Competing interests of heirs and surviving owners
These interests are many and may include the following:
|What Heirs of Deceased Owner Want||What Surviving Owners Want|
|Top dollar for their interests||Minimum cost for the interest|
|Prompt settlement of the estate||Prompt transfer of the business interest|
|Set value of business for estate tax purposes||Full control of the business - no interference from decedent’s family|
|Relief for family from worries regarding the business and its creditors||Continuing relationship with creditors|
|Retention of customers and employees|
Potential problems without a written agreement
Frequent results include:
- Heated conflicts among the remaining owners and the decedent’s family.
- Unhappiness on all sides, and sometimes litigation.
- Delays in settling the estate and continuing business growth.

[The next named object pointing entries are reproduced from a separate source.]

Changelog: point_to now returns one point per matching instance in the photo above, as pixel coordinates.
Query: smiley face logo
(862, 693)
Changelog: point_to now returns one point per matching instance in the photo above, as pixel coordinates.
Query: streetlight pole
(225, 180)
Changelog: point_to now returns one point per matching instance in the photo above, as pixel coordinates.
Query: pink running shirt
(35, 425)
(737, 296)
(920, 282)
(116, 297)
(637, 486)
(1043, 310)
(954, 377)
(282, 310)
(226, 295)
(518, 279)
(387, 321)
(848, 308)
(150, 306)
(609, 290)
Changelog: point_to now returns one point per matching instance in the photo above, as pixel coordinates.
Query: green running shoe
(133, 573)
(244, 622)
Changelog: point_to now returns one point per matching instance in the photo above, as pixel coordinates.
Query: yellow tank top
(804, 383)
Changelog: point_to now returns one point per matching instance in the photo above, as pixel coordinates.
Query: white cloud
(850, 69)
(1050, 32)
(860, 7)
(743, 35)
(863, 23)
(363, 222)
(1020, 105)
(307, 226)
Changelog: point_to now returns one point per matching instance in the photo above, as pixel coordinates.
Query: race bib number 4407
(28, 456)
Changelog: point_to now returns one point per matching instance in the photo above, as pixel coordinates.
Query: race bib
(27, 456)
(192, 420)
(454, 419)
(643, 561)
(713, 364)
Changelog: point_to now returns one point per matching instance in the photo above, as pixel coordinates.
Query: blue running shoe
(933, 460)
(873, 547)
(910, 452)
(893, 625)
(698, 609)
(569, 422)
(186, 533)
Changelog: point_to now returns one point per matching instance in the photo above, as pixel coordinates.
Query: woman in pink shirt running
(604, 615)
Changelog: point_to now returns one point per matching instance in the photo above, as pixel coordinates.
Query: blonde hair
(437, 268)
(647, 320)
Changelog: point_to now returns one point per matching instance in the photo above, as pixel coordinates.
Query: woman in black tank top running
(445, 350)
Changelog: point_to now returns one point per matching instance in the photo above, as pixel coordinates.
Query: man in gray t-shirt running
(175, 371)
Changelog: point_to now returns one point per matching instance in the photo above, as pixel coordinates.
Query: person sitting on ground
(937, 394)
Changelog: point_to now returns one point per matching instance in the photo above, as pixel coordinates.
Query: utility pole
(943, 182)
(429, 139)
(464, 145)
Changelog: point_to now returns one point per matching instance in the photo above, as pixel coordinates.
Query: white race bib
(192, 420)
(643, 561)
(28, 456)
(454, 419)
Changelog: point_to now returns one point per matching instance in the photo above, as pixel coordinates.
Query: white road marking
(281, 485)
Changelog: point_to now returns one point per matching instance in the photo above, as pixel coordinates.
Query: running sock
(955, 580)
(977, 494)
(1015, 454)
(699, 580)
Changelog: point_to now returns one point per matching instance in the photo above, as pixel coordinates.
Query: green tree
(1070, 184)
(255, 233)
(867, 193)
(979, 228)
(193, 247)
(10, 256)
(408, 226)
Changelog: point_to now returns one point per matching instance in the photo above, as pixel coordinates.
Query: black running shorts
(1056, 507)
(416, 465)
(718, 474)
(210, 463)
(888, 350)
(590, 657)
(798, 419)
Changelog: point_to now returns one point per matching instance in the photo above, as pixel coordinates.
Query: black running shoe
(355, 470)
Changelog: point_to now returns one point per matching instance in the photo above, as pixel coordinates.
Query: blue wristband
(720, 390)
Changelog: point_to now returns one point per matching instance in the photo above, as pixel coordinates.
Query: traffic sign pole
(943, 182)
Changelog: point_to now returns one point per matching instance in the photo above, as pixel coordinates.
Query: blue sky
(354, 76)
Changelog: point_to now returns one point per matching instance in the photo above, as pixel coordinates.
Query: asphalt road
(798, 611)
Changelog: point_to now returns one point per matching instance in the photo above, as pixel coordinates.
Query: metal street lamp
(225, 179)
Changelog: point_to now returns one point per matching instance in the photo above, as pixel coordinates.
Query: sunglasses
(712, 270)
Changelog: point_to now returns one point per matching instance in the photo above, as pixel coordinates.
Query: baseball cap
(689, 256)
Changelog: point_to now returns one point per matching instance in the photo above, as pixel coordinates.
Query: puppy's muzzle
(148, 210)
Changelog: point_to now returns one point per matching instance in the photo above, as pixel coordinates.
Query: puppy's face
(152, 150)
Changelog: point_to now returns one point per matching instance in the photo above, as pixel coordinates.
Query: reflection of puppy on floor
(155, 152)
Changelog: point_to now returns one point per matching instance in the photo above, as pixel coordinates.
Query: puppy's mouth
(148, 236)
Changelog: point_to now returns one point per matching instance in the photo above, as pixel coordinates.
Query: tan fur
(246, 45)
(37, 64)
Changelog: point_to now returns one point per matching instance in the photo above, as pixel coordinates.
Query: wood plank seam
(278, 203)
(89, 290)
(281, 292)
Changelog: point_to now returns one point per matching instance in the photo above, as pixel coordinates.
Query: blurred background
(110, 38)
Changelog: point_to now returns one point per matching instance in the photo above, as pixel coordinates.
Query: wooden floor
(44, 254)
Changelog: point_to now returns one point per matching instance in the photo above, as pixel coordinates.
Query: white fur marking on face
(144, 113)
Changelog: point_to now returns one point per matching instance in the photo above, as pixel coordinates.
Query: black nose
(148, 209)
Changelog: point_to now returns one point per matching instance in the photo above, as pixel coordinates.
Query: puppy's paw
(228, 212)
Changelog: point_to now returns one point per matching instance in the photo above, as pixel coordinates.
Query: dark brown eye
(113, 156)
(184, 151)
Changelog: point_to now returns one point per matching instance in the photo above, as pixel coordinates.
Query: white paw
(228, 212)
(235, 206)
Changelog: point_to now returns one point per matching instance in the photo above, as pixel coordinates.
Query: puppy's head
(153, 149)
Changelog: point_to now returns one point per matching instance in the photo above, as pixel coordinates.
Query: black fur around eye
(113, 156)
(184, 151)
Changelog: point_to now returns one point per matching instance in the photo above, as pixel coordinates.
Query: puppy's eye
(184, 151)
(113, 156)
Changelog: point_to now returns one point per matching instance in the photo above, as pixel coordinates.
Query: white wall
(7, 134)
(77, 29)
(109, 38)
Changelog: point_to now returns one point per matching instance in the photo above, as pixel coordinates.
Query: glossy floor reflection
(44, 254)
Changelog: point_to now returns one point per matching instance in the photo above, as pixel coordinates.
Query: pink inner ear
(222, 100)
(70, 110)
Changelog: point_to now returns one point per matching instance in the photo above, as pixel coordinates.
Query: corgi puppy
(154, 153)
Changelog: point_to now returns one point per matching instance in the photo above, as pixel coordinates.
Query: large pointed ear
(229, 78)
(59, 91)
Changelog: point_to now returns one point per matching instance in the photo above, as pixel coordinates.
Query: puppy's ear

- Loss of customers and loss of business value.
- Possible liquidation of the business which may bring less than full value.
The solution: A written agreement (and cash)
Taking the time now to see that the business will pass in an orderly manner at time of death will benefit all parties and their heirs. A written agreement can provide:
- An orderly transfer of the operation, management and ownership of the business.
- A mutually agreeable sales price and preservation of business value.
- Mutually agreeable terms of sale.
- A value that is binding on the IRS for federal estate tax purposes.
- Stability for customers, employees, creditors and investors.
An agreement which is favorable to all parties can be more easily drafted prior to a crisis.